Due to the existence of potential forks in EC, a miner can try to unduly influence protocol fairness. This means they may choose to disregard the protocol in order to gain an advantage over the power they should normally get from their storage on the network. A miner should be slashed if they are provably deviating from the honest protocol.

This is detectable when a given miner submits two blocks that satisfy any of the following “consensus faults”. In all cases, we must have:

  • both blocks were mined by the same miner
  • both blocks have valid signatures
  • first block’s epoch is smaller or equal than second block

Types of faults

  1. Double-Fork Mining Fault: two blocks mined at the same epoch (even if they have the same tipset).

  2. Time-Offset Mining Fault: two blocks mined off of the same Tipset at different epochs.

  3. Parent-Grinding Fault: one block’s parent is a Tipset that provably should have included a given block but does not. While it cannot be proven that a missing block was willfully omitted in general (i.e. network latency could simply mean the miner did not receive a particular block), it can when a miner has successfully mined a block two epochs in a row and omitted one. That is, this condition should be evoked when a miner omits their own prior block. Specifically, this can be proven with a “witness” block, that is by submitting blocks B2, B3, B4 where B2 is B4’s parent and B3’s sibling but B3 is not B4’s parent. - !B4.Parents.Include(B3) && B4.Parents.Include(B2) && B3.Parents == B2.Parents && B3.Epoch == B2.Epoch

    Parent-Grinding fault

Penalization for faults

A single consensus fault results into:

  • miner termination and removal of power from the power table,
  • loss of all pledge collateral (which includes the initial pledge and blocks rewards yet to be vested)

Detection and Reporting

A node that detects and reports a consensus fault is called “slasher”. Any user in Filecoin can be a slasher.
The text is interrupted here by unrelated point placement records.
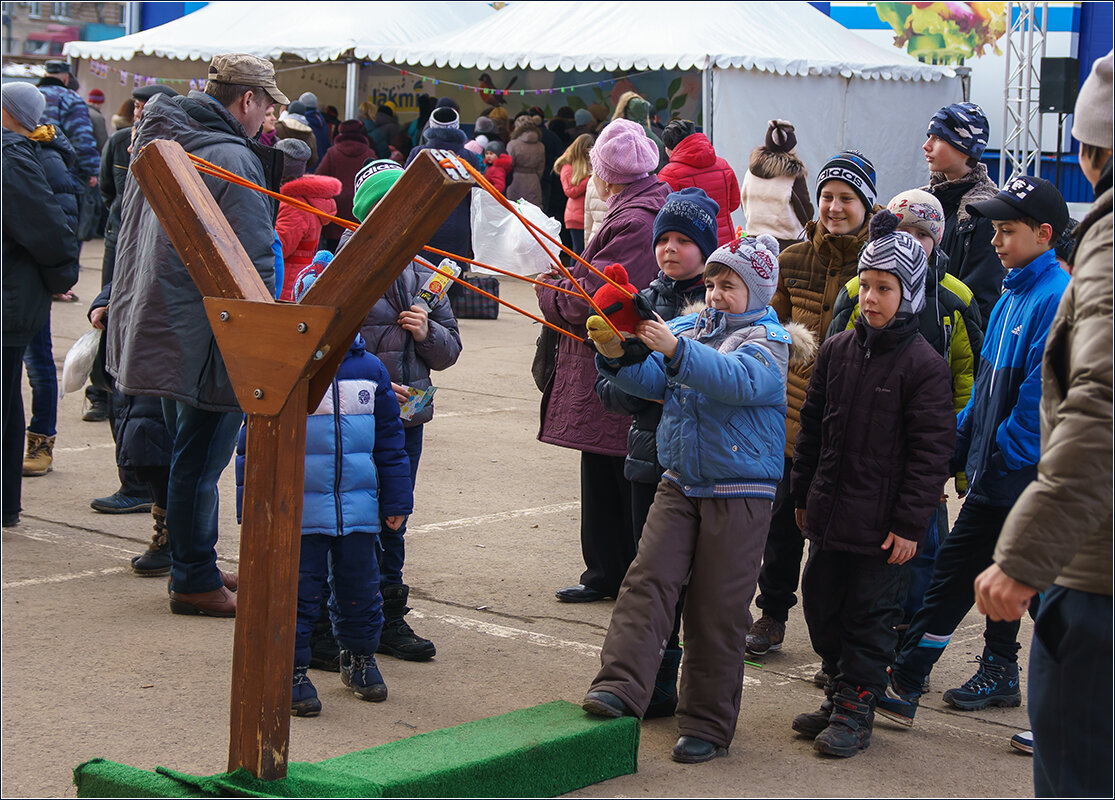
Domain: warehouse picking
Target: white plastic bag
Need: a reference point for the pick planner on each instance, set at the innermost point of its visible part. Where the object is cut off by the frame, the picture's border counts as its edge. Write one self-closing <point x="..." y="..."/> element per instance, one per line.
<point x="501" y="240"/>
<point x="79" y="360"/>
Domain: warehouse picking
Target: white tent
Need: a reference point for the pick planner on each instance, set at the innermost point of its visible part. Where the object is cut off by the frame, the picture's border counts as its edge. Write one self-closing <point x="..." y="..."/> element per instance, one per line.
<point x="760" y="60"/>
<point x="312" y="32"/>
<point x="319" y="31"/>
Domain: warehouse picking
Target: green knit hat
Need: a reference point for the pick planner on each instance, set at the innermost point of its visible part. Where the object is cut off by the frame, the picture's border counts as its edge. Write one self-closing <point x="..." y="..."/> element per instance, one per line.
<point x="371" y="183"/>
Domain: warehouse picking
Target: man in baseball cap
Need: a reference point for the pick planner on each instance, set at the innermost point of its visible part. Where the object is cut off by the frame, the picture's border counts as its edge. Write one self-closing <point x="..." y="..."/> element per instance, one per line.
<point x="242" y="69"/>
<point x="1026" y="198"/>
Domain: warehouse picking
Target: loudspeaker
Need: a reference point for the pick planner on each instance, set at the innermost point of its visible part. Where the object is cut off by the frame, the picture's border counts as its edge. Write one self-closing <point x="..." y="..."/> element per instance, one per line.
<point x="1060" y="80"/>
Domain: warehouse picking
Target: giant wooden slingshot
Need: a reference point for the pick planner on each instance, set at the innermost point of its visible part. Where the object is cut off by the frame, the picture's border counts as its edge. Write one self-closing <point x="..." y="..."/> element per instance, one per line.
<point x="281" y="358"/>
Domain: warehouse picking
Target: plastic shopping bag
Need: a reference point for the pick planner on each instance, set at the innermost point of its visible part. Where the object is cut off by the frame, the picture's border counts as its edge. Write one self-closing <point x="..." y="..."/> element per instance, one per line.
<point x="502" y="240"/>
<point x="79" y="359"/>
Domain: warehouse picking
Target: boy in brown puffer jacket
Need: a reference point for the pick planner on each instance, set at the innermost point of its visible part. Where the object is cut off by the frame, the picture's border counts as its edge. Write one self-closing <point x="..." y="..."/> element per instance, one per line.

They can report consensus faults by calling the ReportConsensusFault on the StorageMinerActor of the faulty miner. The slasher is rewarded with a portion of the penalty paid by the offending miner’s ConsensusFaultPenalty for notifying the network of the consensus fault. Note that some slashers might not get the full reward because of the low balance of the offending miners. However rational honest miners are still incentivised to notify the network about consensus faults.

The reward given to the slasher is a function of some initial share (SLASHER_INITIAL_SHARE) and growth rate (SLASHER_SHARE_GROWTH_RATE) and it has a maximum maxReporterShare. Slasher’s share increases exponentially as epoch elapses since the block when the fault is committed (see RewardForConsensusSlashReport). Only the first slasher gets their share of the pledge collateral and the remaining pledge collateral is burned. The longer a slasher waits, the higher the likelihood that the slashed collateral will be claimed by another slasher.